This Saturday Abby, Kellen, Anna Beth, P.J., and I went to The Really Good, Really Big, Really Cheap Book Sale. For a couple weeks leading up to the sale, we joked about what we would do to beat each other best books. But on the actual day of the sale, we banded together. We even shared books amicably, though Kellen and I did pretend to quarrel over Theodore Rex, much to the embarrassment of our fiancees.
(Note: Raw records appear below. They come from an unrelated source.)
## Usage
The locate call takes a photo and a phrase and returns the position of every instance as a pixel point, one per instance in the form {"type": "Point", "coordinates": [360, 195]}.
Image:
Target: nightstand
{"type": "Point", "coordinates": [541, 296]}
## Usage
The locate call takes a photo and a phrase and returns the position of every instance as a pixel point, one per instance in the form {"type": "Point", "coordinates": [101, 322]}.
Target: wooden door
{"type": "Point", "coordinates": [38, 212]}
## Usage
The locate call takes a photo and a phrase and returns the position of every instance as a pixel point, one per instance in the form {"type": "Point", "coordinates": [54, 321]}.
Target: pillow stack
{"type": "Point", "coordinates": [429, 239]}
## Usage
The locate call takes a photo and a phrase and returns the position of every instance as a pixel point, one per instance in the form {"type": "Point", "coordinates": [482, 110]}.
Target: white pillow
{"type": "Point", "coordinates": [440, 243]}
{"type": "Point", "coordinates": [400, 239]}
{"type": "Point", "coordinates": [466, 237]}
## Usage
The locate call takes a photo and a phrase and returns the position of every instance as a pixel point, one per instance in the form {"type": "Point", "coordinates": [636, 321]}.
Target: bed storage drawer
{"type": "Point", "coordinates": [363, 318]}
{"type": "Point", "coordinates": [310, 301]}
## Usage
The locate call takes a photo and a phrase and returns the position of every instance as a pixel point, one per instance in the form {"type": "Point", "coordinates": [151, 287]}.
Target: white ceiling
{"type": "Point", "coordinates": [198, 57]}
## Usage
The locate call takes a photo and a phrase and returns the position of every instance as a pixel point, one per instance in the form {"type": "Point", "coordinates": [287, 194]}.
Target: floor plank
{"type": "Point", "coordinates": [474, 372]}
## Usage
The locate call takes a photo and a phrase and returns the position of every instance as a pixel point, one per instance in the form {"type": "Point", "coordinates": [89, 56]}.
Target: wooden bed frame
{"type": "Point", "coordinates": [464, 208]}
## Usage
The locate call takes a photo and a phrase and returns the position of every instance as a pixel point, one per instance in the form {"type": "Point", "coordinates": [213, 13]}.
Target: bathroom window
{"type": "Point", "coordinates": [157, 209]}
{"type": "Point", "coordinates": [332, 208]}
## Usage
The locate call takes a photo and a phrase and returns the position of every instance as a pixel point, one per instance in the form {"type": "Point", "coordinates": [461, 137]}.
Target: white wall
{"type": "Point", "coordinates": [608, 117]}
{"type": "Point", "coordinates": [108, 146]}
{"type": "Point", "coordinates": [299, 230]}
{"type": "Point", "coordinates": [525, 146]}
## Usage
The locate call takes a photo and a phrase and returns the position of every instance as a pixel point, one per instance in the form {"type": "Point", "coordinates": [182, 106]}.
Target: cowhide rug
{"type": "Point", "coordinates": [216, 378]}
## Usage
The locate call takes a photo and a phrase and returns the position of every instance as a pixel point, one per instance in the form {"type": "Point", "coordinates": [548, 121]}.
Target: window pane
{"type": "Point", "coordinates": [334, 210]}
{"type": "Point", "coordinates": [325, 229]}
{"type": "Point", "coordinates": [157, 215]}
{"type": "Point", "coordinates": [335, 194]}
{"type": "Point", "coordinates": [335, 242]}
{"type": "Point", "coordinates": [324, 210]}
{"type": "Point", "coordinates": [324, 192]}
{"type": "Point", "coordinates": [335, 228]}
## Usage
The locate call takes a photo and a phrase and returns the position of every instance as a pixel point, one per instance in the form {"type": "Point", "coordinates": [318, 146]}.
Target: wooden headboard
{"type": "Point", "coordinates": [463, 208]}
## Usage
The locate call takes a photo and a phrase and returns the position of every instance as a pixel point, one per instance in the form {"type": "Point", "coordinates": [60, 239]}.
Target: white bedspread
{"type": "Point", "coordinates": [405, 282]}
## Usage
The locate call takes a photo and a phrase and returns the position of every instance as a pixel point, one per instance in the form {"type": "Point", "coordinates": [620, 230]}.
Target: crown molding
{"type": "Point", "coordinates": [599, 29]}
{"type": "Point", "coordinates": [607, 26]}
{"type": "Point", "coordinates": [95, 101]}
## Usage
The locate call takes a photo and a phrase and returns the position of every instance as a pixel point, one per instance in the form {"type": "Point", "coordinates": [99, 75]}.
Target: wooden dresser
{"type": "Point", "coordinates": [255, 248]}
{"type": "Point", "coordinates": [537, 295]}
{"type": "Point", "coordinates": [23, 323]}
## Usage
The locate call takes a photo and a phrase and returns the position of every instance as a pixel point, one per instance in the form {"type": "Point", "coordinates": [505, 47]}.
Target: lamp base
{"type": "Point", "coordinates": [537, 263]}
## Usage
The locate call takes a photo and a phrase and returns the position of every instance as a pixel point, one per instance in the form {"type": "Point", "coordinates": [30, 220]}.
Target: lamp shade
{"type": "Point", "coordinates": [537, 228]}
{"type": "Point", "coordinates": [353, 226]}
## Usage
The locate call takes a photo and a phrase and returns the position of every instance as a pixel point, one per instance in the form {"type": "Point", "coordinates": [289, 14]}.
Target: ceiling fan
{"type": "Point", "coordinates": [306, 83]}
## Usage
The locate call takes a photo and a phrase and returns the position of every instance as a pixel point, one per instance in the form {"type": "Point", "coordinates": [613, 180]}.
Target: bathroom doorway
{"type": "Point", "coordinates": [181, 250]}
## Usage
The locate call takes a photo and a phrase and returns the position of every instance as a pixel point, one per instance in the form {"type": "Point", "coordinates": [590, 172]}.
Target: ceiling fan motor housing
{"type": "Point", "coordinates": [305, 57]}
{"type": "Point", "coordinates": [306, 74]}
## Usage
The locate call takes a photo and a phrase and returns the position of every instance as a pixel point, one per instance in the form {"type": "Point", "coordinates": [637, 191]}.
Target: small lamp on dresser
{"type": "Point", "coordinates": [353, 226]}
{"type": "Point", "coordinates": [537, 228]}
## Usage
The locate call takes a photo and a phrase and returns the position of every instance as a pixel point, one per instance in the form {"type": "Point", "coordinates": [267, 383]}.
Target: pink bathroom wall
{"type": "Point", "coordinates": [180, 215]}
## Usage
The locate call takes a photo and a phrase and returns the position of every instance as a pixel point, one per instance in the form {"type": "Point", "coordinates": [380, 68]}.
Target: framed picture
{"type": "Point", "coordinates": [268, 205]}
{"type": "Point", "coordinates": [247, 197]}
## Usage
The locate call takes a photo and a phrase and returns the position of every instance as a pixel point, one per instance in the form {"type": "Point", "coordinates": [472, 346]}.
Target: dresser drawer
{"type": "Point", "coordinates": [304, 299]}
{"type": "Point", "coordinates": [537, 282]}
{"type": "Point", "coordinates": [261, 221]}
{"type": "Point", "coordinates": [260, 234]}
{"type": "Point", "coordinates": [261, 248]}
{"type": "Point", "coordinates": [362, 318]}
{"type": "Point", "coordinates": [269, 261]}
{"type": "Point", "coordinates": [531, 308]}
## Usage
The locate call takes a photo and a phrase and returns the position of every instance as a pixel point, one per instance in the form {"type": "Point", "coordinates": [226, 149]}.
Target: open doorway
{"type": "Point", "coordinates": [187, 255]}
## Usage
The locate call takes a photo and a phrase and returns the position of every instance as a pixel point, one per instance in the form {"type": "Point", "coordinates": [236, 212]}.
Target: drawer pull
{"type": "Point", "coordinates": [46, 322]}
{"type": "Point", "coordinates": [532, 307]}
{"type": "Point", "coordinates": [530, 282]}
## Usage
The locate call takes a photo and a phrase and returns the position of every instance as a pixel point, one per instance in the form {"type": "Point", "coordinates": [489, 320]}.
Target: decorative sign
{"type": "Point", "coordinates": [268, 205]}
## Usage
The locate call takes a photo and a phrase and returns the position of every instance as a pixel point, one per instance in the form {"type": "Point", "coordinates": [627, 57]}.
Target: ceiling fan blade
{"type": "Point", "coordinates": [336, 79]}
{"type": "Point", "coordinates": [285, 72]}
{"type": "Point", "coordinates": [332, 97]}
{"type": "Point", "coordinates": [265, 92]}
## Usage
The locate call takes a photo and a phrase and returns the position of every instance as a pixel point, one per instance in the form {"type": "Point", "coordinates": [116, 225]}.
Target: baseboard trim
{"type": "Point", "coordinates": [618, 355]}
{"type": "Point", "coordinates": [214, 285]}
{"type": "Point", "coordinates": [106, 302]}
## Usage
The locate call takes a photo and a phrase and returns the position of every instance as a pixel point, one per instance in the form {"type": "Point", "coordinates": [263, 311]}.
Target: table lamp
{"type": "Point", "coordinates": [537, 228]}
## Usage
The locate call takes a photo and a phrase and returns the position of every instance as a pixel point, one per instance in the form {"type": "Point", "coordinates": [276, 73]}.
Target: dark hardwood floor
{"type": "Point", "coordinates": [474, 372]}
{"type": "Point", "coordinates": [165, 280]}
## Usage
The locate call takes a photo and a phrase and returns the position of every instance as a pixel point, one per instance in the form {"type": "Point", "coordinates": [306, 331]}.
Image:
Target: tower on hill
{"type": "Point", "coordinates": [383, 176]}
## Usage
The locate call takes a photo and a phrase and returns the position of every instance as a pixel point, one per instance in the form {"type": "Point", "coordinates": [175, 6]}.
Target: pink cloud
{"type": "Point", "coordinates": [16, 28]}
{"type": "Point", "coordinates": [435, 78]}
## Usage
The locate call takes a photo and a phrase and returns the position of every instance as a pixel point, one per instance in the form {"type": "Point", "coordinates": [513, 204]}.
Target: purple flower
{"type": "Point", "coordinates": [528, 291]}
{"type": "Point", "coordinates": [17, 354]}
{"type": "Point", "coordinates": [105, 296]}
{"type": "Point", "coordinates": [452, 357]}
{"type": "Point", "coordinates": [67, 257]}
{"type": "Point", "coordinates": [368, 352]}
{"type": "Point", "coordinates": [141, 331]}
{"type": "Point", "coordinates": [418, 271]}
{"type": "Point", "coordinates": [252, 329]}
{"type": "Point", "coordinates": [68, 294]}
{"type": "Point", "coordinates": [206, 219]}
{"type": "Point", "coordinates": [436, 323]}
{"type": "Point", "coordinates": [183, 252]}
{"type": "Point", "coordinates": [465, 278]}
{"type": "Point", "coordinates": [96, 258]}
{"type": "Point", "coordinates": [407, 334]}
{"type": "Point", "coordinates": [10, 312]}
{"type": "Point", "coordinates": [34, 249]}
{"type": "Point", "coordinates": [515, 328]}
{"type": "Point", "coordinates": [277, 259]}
According to the Greenville Literacy Association, the sale featured some one hundred thousand books. Many of them were romance novels and self-help books, but among the rest we each found some good deals. For the price of one hardback and one paperback book, I acquired the following:

  • Will Durant, The Story of Philosophy
  • Barbara Tuchman, The March of Folly
  • Ron Chernow, The House of Morgan
  • Plutarch’s Lives
  • Perry Miller, The Life of the Mind in America and Errand into the Wilderness
  • Dumas Malone, Jefferson and the Ordeal of Liberty
  • David MacCullough, Truman
  • Six or seven John Steinbeck novels, including mint copies of East of Eden and Of Mice and Men
  • Allan Bloom, The Closing of the American Mind
  • Several miscellaneous history books
  • Quite a few miscellaneous classics, including Moby Dick, Tom Jones, Bleak House, A Farewell to Arms, and Gulag Archipelago
  • A couple miscellaneous novels

The others found their own treasures as well. P.J., who bought by far the most books, got the library of Russian literature that he has always wanted. Kellen walked away with a select works of philosophy and literary criticism and, inexplicably, with four copies of Steinbeck’s Of Mice and Men. Abby and Anna Beth both bought works of literature and cookbooks.

All in all, it wasn’t a bad morning’s work.